You will note that the recommendation is conditional with a very low certainty of evidence. In IDSA-speak, a conditional recommendation means that the majority of "informed" people would follow this recommendation, but "many" would not. Here is their Table 2 describing 3 scoring systems but recommending use of either Centor or McIsaac.

In the past my advice to frontline providers was against use of any particular scoring system, instead using the cluster of symptoms to make a judgment in individual cases. In general, the main focus should be on avoiding testing children with evidence of viral symptoms to decrease false positives due to detection of carrier states.
I predict we'll see some educational sessions from IDSA and AAP once the full guidelines are published.

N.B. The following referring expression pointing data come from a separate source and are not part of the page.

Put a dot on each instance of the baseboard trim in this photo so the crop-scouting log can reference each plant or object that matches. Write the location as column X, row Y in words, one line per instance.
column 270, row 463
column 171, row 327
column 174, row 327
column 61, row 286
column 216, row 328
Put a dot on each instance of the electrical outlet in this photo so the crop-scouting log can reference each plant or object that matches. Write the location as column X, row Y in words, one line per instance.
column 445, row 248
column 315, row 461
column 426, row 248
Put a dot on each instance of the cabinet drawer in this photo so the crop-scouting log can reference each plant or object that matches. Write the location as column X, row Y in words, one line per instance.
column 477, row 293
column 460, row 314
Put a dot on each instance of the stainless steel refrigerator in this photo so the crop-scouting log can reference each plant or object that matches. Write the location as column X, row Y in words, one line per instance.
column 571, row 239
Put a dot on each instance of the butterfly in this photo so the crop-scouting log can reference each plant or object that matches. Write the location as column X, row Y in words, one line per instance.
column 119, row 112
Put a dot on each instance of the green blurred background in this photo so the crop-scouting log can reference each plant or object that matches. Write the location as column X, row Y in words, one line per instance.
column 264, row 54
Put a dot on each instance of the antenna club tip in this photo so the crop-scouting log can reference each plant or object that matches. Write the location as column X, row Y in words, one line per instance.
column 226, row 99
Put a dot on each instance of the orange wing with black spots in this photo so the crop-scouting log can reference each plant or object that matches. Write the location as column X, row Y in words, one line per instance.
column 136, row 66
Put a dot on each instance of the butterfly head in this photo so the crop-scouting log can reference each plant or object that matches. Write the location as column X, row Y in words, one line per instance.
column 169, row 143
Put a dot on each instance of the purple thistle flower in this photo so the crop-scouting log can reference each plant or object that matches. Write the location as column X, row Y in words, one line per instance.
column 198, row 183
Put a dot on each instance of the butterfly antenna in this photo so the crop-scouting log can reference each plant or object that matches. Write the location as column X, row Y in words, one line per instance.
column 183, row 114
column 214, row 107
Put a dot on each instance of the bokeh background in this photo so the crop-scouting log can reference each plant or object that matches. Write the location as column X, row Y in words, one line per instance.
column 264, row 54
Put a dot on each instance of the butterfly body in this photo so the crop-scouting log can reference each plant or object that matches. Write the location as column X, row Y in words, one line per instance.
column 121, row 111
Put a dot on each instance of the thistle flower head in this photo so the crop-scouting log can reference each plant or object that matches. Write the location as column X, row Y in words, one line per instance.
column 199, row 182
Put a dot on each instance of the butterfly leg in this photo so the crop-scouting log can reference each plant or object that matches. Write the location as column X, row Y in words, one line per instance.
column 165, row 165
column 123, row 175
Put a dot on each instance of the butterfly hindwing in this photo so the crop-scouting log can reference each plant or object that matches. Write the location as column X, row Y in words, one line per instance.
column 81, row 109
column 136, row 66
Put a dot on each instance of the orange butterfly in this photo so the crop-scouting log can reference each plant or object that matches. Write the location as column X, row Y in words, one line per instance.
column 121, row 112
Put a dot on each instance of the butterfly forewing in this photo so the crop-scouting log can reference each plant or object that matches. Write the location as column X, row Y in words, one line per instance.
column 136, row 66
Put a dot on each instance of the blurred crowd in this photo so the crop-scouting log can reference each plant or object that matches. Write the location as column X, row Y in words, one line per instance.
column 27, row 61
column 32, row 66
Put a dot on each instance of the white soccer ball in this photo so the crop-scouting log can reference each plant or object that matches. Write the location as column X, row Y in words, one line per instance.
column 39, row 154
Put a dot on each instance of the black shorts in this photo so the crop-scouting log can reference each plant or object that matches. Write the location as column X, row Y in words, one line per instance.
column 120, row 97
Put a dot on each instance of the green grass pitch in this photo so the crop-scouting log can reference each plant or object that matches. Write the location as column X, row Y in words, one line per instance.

1st Trimester Covid Vaccination Doesn't Cause Birth Defects
It's difficult/impossible to prove a negative, but this study adds reassurance that there is no suggestion of covid vaccination of pregnant women causing birth defects in their infants. It's a database study from France encompassing over 500,000 pregnancies; one-fourth of the infants were exposed to at least 1 covid vaccine dose during the first trimester. The results are reported in huge tables, too large for me to incorporate here. Suffice to say that there was no evidence of increased risk of major congenital malformations when correcting for maternal age, social deprivation, and folic acid consumption. The study did not include examination of stillbirths and terminated pregnancies because of difficulties identifying malformations in this population.

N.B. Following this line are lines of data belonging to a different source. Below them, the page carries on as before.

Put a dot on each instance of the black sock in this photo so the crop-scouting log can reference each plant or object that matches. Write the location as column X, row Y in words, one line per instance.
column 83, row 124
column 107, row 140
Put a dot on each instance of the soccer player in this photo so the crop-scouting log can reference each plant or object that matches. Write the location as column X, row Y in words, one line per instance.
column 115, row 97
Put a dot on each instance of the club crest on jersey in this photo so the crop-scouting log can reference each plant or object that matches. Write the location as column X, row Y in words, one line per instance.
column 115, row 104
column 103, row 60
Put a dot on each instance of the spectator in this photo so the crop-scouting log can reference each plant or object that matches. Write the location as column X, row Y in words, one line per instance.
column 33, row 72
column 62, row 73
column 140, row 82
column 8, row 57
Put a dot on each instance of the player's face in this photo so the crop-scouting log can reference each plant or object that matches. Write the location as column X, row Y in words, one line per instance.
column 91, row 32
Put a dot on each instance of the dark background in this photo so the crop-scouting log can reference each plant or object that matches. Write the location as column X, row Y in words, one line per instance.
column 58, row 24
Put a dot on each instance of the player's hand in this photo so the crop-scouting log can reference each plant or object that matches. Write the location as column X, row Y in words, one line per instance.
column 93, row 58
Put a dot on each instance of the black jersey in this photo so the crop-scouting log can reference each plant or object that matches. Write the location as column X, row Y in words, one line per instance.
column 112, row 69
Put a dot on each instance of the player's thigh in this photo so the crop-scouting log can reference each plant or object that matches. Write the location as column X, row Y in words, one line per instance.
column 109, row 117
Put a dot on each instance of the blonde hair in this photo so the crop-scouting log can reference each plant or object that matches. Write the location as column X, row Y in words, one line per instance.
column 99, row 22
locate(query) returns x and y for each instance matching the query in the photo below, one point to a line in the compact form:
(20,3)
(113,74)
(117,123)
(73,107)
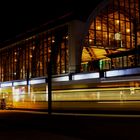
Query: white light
(40,81)
(85,76)
(6,84)
(20,83)
(64,78)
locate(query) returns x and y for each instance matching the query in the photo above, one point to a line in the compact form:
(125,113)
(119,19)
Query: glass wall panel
(113,37)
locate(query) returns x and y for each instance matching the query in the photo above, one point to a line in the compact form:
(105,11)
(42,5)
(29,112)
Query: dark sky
(18,16)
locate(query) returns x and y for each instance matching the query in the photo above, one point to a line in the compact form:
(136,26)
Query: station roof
(21,17)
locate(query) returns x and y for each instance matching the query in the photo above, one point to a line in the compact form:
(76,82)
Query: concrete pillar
(76,32)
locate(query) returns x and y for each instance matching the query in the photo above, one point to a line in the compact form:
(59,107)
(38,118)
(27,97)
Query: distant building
(104,46)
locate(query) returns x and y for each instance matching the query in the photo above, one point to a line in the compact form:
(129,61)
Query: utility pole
(49,87)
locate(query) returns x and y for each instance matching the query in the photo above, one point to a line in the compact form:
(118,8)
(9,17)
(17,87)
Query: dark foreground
(22,125)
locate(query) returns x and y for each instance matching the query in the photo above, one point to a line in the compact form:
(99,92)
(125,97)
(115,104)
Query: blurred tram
(98,94)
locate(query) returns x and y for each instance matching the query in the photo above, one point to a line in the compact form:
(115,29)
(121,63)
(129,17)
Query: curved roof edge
(94,13)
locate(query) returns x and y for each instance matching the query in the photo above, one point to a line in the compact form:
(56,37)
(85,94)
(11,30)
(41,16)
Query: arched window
(113,37)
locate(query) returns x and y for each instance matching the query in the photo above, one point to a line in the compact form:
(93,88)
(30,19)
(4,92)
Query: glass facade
(29,58)
(113,38)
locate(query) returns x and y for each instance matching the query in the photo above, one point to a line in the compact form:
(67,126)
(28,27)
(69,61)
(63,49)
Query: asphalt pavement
(30,125)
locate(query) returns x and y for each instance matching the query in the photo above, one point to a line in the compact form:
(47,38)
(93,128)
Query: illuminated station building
(93,59)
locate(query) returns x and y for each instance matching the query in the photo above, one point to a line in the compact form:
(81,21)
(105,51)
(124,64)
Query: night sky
(17,17)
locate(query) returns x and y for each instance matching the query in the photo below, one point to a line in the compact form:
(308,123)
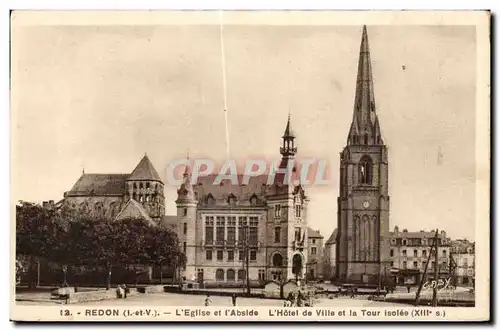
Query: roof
(332,239)
(144,171)
(133,209)
(311,233)
(99,184)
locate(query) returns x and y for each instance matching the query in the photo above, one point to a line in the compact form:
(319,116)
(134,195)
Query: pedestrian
(125,291)
(234,299)
(208,301)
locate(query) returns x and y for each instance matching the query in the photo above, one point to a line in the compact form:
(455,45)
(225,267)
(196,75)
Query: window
(365,170)
(262,274)
(298,234)
(209,230)
(231,230)
(242,229)
(277,211)
(277,260)
(297,211)
(277,234)
(220,229)
(219,275)
(254,231)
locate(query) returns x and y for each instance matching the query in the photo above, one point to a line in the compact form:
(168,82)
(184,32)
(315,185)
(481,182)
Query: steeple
(365,129)
(145,171)
(288,148)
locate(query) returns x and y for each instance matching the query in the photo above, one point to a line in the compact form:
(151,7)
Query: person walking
(233,299)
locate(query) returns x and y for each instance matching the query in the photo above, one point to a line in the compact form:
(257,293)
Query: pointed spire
(365,127)
(288,130)
(144,171)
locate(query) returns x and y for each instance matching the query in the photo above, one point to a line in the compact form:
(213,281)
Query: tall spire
(288,148)
(365,129)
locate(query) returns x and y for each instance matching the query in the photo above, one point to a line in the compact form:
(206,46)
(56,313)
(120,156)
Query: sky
(100,97)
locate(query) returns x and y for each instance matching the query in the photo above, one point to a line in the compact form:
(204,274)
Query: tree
(165,250)
(36,234)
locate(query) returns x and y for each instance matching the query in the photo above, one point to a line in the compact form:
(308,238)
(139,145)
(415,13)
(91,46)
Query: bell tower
(363,204)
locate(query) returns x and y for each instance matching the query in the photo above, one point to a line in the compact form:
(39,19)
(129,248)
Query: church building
(362,247)
(230,232)
(139,194)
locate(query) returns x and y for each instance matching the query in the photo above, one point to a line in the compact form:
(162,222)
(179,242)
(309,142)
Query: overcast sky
(100,97)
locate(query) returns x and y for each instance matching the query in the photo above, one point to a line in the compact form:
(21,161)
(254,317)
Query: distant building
(409,255)
(221,225)
(139,194)
(329,257)
(363,202)
(463,253)
(315,254)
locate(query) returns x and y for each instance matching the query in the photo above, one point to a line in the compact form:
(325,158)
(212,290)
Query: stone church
(139,194)
(362,247)
(231,231)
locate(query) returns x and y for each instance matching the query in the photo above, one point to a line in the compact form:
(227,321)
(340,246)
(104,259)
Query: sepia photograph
(236,165)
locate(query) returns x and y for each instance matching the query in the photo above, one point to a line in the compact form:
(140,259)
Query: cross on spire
(365,128)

Fewer Ear Infections with RSV Vaccination
Also from France is a new report suggesting that RSV vaccination (maternal vaccination or infant nirsevimab) results in a lower risk of acute otitis media in infants. I was particularly intrigued because the study was carried out in a network of pediatric practices where practitioners where specifically trained to diagnose community-acquired infections. Based on the timing of implementation of these products in France, the post-immunization season of October 2024 - February 2025 was compared to the pre-immunization seasons, additionally accounting for non-pharmaceutical interventions during the covid pandemic. They also catalogued bronchiolitis and UTI diagnoses, the latter as sort of a negative control since RSV immunization shouldn't influence UTI rates.

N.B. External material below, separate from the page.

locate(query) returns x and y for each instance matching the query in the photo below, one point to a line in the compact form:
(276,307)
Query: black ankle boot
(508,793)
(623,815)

Although the report included graphs, they're a little complicated so I'll just give you the takeaways. With over 70,000 AOM cases over the time period, the rates in children < 12 months of age decreased by about 23% with immunization, with no reductions seen in older children. Rates of bronchiolitis also decreased similarly in the younger children, but UTI rates were stable.
Don't Mess With My Espresso Drink
I'm proud to say I've never ordered a pumpkin spice-flavored drink at Starbucks, though I may have tested someone else's at some point. (I don't know why I should be proud of this, maybe just looking for something positive here.) I remain an espresso purist of sorts, now sipping a Bialetti "espresso" as I write these words. In researching the pumpkin spice craze more thoroughly, I discovered Starbucks started work on this flavored latte in 2003 with the original test sites being in Vancouver and Washington, DC - apparently I missed out on that focus group. Now everyone else has added this flavoring to their coffee menus.
I prefer my pumpkin in pies, though I usually go the lazy route with canned pumpkin rather than starting from scratch with the original fruit. For now, though, my pumpkin interactions focus more on jack-o-lanterns.